Our last morning, we have a ceremony on top of a ledge, from where you can look out over the 70 miles we had just walked.  Where many have died, and where many will continue trying to make it through.  We say goodbye.  If I could say I have a "favorite part" of the week, this ceremony would be it.  But this year I felt it deeper than I ever had before.  I wept as I looked out over the land.  I wondered about Rene Lopez.  When was the moment that his body had to give up?  Who was out there now, struggling to survive?  Whose cross will I carry next year?  How many more miles will I walk and how many more crosses will we carry?
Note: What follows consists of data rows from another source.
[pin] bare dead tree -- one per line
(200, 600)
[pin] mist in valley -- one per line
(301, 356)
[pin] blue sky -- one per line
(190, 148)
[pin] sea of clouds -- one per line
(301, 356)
We lay the crosses at a tree at Kennedy Park, our finishing point, symbolizing the journey they never got to finish

It continues to become more real today.  I am staying in Tucson for the summer, where I can learn as much as possible about immigration and migrant issues.  I need it to become more real for me so that it can become more real for you.  Last week I signed a petition and made calls to get Jeannette released from the detention center.  I don't know what you imagine an undocumented person to be, but Jeannette is well-liked and respected in her community and is mother to three young US citizens.  To be deported would be to rip apart a family and get rid of a valuable community member.  These are the people affected.  I had never made calls before, and almost didn't.  A woman I talked to said she would "note it down."  I had little hope it made any good.  But by that evening, enough calls had been made and Jeannette was free to go home to her children.  At the organization I am volunteering at for the summer, a woman called in about her son.  He crossed a week ago but was left behind by his group.  His group had made it, but she hadn't heard from her son.  He is 15.  This is real.